The Hawaiian Islands, an ecological and cultural wonder, are viewed globally as a center of biocultural diversity. The Hawaiian Archipelago is the most remote island chain in the world — over the course of five million years of geological history, all forms of life traversed the large distances to this island chain by wave, wind, or wing. These colonizations resulted in the most remarkable examples of evolution through adaptive radiation known to science and over ten thousand native species, most of which are endemic and found nowhere else on earth.
The Hawaiian Islands support over 175 native tree species which make up 48 distinct types of native forest and woodlands. These forests provide critical habitat for native plants and animals, generate clean water, air, and healthy soils, control erosion, protect coral reefs, and mitigate climate change. Intimately known and cared for by diverse communities over the past millennium, native Hawaiian forests are both a long-lived foundation for Hawaiian Culture and a biocultural anchor for communities undergoing rapid global changes.
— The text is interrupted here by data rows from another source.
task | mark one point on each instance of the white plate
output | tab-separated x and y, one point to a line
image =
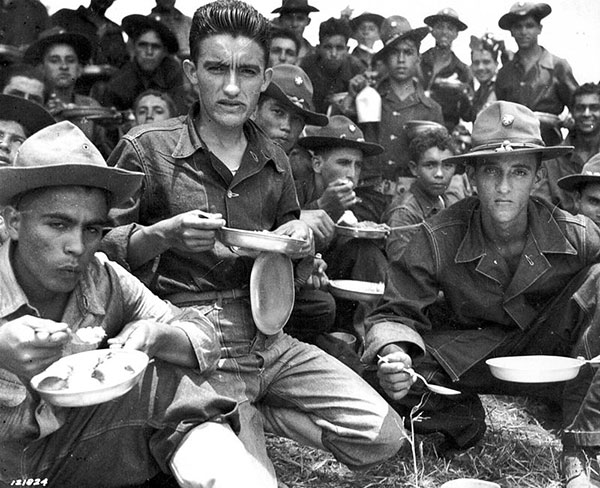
361	232
365	291
534	369
271	291
91	392
260	240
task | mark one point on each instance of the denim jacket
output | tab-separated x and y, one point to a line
106	296
181	174
483	303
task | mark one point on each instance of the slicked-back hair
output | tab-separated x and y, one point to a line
430	138
229	17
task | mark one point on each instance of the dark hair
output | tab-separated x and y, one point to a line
585	89
430	138
229	17
335	27
285	33
162	95
490	44
25	70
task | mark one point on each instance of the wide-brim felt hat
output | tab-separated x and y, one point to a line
294	6
523	9
61	155
366	17
134	25
292	87
397	28
505	129
57	35
590	173
340	132
30	115
447	14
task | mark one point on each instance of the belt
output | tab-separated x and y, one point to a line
206	296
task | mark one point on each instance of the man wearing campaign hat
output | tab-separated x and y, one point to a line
52	285
585	188
339	150
440	64
535	77
152	67
19	119
61	56
294	15
585	139
517	276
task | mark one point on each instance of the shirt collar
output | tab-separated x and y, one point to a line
543	228
260	148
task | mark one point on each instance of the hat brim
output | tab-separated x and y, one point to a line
283	10
310	117
417	35
574	182
539	12
546	153
120	183
81	44
366	17
432	19
134	24
316	142
30	115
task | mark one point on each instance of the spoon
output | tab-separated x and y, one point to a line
440	390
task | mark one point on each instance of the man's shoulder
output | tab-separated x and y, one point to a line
157	131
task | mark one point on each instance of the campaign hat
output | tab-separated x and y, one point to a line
61	155
447	14
292	87
340	132
366	17
134	25
397	28
505	129
58	35
520	10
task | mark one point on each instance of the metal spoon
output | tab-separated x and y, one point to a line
440	390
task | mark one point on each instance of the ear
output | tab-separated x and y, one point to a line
540	175
268	78
317	163
413	167
470	172
12	219
191	73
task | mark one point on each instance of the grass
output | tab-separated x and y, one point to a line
520	449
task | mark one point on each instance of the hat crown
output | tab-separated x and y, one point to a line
339	127
294	82
393	27
592	167
504	123
58	144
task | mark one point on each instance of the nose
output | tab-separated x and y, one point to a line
74	243
503	185
232	88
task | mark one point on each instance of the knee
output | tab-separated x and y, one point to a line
205	457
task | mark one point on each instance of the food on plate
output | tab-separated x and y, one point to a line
111	368
348	219
90	335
Hawaii’s landscapes, and the watersheds, forests and near-shore environments they contain, all require greatly enhanced stewardship in order to sustain the health, function, and remarkable beauty of these diverse systems. At stake are irreplaceable plant and animal species, goods and services provided to all of Hawaii’s citizens and institutions, and the lifeways and practices of a host-culture, which is rich with the wisdom of over a thousand years of ancient links to earth, sky, and ocean. This wisdom is an essential component of addressing threats to Hawaii’s biocultural diversity.
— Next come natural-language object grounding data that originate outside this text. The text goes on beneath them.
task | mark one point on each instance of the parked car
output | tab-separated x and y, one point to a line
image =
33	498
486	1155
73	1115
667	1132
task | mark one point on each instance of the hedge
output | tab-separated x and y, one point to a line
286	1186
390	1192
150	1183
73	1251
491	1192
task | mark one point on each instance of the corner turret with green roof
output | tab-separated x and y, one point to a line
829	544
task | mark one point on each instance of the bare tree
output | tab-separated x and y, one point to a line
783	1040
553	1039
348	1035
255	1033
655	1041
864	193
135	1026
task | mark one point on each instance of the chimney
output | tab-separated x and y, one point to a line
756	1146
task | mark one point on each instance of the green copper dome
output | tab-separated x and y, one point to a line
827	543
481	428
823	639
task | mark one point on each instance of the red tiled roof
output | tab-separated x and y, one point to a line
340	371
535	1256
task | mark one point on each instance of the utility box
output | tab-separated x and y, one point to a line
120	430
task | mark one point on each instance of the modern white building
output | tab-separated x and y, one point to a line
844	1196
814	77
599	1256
Native Hawaiians have historically safeguarded biodiversity and ecosystem services, sustainably supporting large populations through our ahupua‘a system of land management. With a strong ethic of stewardship woven into the fabric of our culture, spiritual practice, and economy, the Hawaiian way of life supports the vitality of native ecosystems. The most effective conservation solutions will integrate the Hawaiian stewardship ethic and embrace the complex biocultural relationships that define Hawai‘i, and encourage practices that support native biodiversity and the ecological processes that provide services such as clean water and air. By implementing measures bearing these attributes, Hawai‘i can become a global leader in biocultural conservation.